Your Life Is A Movie
Are you directing it? Or is it directing you?
Overthinkers don’t experience reality.
We experience the illusion of reality.
We don’t live in the world.
We live in our heads.
We’re addicted to thinking.
And overthinking gives us the illusion of:
productivity
control
progress
But that illusion is the trap that keeps us stuck in our heads.
Inside our heads, two stories play on loop:
A highlight reel of past regrets
and a horror movie of future catastrophes.
But they’re just movies.
Rumination is shame-scrolling through the past.
Anxiety is catastrophising the future that does not exist.
None of it is real.
None of it is actually happening in the moment.
But the body reacts as if it is.
That’s the power of illusion.
Overthinking is the drug.
A familiar one.
A safe one.
It disguises itself as intelligence.
As if analysing is seeking truth,
as if thinking is solving.
It feels like progress,
but it steals our lives.
We never wake up
because we don’t know we’re asleep.
We’re lost inside the movie,
forgetting we’re the ones projecting it.
Overthinking isn’t the solution.
Overthinking is the problem.
We are creative beings.
Creativity isn’t just about making art.
It’s about creating our reality,
our purpose.
We are spiritual beings having a human experience.

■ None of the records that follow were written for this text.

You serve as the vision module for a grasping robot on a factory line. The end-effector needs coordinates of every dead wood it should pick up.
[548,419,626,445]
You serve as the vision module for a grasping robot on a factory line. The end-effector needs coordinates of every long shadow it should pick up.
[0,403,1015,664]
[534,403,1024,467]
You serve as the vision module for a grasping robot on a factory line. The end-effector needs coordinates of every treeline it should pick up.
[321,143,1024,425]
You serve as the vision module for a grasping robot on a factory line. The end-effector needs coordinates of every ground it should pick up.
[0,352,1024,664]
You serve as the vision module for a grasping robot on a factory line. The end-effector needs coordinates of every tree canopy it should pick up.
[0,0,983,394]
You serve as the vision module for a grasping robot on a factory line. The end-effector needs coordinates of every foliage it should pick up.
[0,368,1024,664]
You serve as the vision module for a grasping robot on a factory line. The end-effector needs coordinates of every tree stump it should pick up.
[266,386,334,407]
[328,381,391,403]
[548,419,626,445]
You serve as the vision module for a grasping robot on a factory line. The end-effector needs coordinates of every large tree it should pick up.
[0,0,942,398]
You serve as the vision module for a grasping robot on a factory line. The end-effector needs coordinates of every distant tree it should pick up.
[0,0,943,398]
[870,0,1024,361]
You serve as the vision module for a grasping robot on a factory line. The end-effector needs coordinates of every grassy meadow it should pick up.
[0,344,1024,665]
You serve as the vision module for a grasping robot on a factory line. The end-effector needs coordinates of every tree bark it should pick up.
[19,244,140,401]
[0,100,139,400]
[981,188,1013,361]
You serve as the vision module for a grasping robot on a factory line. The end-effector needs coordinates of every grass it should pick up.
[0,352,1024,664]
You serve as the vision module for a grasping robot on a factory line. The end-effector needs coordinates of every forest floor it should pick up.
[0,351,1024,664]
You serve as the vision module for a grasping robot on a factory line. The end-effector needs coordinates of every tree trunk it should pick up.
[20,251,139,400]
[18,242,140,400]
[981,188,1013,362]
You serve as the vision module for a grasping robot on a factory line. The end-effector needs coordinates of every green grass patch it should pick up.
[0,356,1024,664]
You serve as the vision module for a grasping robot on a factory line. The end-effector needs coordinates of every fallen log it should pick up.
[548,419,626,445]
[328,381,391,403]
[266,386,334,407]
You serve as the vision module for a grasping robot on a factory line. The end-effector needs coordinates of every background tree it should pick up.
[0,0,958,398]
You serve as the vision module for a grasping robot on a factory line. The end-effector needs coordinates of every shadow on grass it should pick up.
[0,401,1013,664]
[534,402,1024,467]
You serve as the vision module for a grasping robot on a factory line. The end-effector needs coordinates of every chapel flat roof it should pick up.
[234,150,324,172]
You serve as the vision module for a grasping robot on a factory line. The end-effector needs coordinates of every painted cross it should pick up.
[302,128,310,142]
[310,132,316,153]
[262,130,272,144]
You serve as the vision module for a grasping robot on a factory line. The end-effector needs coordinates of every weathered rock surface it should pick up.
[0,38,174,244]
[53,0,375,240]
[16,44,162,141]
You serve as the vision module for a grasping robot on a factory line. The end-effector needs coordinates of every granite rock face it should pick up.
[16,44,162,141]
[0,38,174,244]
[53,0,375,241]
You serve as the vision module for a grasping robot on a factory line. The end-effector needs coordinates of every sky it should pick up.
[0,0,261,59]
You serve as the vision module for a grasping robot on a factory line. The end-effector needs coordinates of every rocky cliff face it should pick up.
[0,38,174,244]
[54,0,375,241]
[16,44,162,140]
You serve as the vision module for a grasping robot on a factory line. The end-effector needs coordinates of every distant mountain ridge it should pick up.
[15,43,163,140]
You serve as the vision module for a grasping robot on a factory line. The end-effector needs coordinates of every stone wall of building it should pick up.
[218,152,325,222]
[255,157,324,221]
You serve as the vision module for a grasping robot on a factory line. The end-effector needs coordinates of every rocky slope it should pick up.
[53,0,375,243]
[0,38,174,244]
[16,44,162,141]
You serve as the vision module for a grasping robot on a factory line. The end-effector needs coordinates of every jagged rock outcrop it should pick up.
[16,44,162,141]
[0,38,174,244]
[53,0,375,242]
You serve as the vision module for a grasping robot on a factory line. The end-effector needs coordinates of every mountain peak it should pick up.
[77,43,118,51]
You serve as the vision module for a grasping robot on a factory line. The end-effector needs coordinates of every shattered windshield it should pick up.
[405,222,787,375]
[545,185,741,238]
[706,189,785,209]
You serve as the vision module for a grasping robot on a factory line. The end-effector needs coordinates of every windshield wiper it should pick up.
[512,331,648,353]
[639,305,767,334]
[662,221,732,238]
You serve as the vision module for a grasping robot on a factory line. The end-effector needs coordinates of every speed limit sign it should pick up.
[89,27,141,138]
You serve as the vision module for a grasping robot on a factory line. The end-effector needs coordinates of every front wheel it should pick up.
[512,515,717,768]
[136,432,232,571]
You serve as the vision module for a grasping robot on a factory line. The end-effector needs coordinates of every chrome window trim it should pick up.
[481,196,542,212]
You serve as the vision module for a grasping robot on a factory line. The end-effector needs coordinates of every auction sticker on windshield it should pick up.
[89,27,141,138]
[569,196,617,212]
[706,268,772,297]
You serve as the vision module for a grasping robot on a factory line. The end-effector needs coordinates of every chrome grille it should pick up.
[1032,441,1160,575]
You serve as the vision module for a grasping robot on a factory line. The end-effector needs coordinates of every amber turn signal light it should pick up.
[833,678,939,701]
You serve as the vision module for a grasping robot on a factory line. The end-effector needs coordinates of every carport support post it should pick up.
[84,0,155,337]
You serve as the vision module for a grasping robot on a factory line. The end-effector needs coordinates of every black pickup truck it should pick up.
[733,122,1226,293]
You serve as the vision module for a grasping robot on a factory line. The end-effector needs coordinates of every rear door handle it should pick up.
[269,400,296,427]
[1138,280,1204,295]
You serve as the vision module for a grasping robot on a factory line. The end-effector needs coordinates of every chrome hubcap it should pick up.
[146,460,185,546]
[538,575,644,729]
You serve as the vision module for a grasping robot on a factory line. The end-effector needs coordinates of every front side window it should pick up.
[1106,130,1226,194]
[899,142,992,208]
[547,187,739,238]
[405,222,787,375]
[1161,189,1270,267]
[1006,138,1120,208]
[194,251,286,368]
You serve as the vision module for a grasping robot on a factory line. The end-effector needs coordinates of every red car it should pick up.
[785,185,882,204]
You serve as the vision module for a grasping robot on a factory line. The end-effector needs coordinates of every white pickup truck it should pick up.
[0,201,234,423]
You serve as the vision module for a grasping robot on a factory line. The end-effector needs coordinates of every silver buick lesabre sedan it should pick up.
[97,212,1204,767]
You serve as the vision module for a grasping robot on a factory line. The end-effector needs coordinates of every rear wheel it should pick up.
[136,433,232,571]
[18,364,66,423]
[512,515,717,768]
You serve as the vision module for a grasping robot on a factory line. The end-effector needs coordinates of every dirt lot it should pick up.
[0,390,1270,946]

And the human experience is overthinking.
However, the spiritual experience is something entirely different.
Its presence.
It’s flow.
It’s connecting with others.
It’s living a life filled with curiosity and creativity
instead of fear and regret
It’s living life instead of living in our heads, watching horror movies.
That’s where our real creative life begins.
Not in the mind.
Creative flow only exists in the present moment.
I struggle with this as much as any other highly sensitive creative.
How To Stop Overthinking
Last night, I had a shit sleep.
My mind wouldn’t shut the fuck up.
Overthinking mode.
The whole mental cinema was in action.
This is why I treat thoughts like movies.
When I watch a horror film, I feel the fear
But I know it’s not real.
It doesn’t control me.
I don’t mistake it for reality because I’m watching the movie on TV.
Even though I feel fear, I know it’s because I’m watching a horror movie,
so the fear passes through my body.
I don’t waste hours overthinking, trying to resist the fear and resolve it.
It’s just a movie.
And I can return to the present moment.
Thoughts are the same.
You can’t stop the thoughts, but you can stop believing in them.
Reality exists only in the present moment.
Everything else is a movie in our minds.
And when you see the illusion
You can become the director.





Brilliant insight as usual, Jake. The film analogy is particularly useful—I’ll give that a go tonight when the thoughts start up.